Field
The present invention relates generally to sputtering systems, and more specifically to pulsed DC sputtering.
Background
Sputtering historically includes generating a magnetic field in a vacuum chamber and causing a plasma beam in the chamber to strike a sacrificial target, thereby causing the target to sputter (eject) material, which is then deposited as a thin film layer on a substrate, sometimes after reacting with a process gas. Sputtering sources may employ magnetrons that utilize strong electric and magnetic fields to confine charged plasma particles close to the surface of the target. An anode is generally provided to collect electrons from the plasma to maintain plasma neutrality as ions leave to bombard the target.

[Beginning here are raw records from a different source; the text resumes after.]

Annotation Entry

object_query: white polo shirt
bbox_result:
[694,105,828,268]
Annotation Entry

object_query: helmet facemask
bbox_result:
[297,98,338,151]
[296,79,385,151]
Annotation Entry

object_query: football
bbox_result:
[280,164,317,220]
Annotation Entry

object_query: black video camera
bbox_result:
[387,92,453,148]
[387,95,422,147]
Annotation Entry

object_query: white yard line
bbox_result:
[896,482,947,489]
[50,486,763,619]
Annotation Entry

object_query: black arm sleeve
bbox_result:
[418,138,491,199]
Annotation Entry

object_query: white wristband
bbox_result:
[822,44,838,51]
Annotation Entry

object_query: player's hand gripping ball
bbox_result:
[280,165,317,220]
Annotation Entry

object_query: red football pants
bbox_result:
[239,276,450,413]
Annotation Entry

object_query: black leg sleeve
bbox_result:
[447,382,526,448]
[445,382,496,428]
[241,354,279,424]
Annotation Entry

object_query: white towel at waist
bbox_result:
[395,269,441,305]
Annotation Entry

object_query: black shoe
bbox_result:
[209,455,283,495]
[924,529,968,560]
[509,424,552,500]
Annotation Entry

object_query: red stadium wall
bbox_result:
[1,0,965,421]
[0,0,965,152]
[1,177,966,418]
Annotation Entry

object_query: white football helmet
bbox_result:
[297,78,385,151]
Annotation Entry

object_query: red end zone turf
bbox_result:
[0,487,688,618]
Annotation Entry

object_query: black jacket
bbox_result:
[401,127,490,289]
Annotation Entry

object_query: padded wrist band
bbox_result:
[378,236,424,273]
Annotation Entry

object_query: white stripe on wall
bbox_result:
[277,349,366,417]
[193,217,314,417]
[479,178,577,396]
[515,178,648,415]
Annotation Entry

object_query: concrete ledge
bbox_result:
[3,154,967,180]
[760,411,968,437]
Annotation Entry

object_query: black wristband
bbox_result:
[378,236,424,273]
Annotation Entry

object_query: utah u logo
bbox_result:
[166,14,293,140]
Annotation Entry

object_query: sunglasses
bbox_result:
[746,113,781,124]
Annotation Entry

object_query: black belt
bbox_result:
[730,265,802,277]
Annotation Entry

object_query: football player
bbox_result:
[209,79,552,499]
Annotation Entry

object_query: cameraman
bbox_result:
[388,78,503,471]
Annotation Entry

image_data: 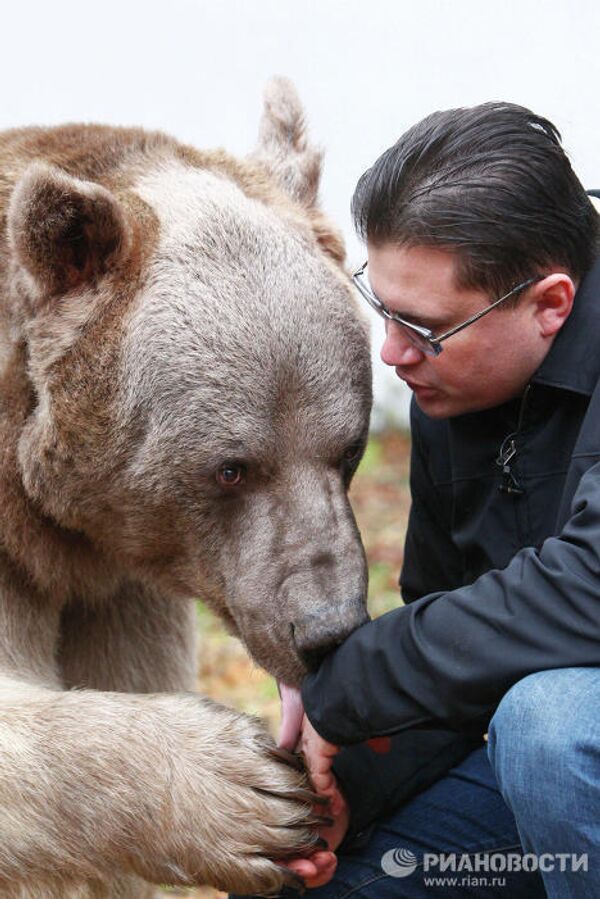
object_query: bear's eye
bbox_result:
[342,442,363,467]
[340,441,364,485]
[216,462,247,489]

The industry has evolved over the years in various attempts to maximize sputtering efficiency, decrease power consumption requirements, minimize the heat load of the system, minimize arcing and/or increase the types of substrates that may be used in the system.
Moreover, sputtering a thin film of, for example, titanium dioxide (TiO2) or silicon dioxide (SiO2) onto a polyethylene substrate presents unique challenges in the industry because polyethylene is a plastic with a low melting point or low heat tolerance. Currently-available sputtering systems, whether DC or AC type systems, require a high heat load to effectuate sputtering and/or the deposition of TiO2 or SiO2, yet this high heat load, caused by a high current density, effectively eliminates polyethylene as a suitable substrate for many intended high power applications. Compounding the problem, if the heat load in the currently-available sputtering systems is lowered to a level that does not melt or otherwise render the polyethylene unsuitable, e.g., by reducing the power applied, the deposition rate is lowered to a point that results in a low-quality deposited layer and/or increases the required time for sputtering to a point that renders the use of polyethylene as a substrate infeasible from a commercial perspective.
There therefore remains a need for a device that provides improved sputtering deposition rates at a lower heat load.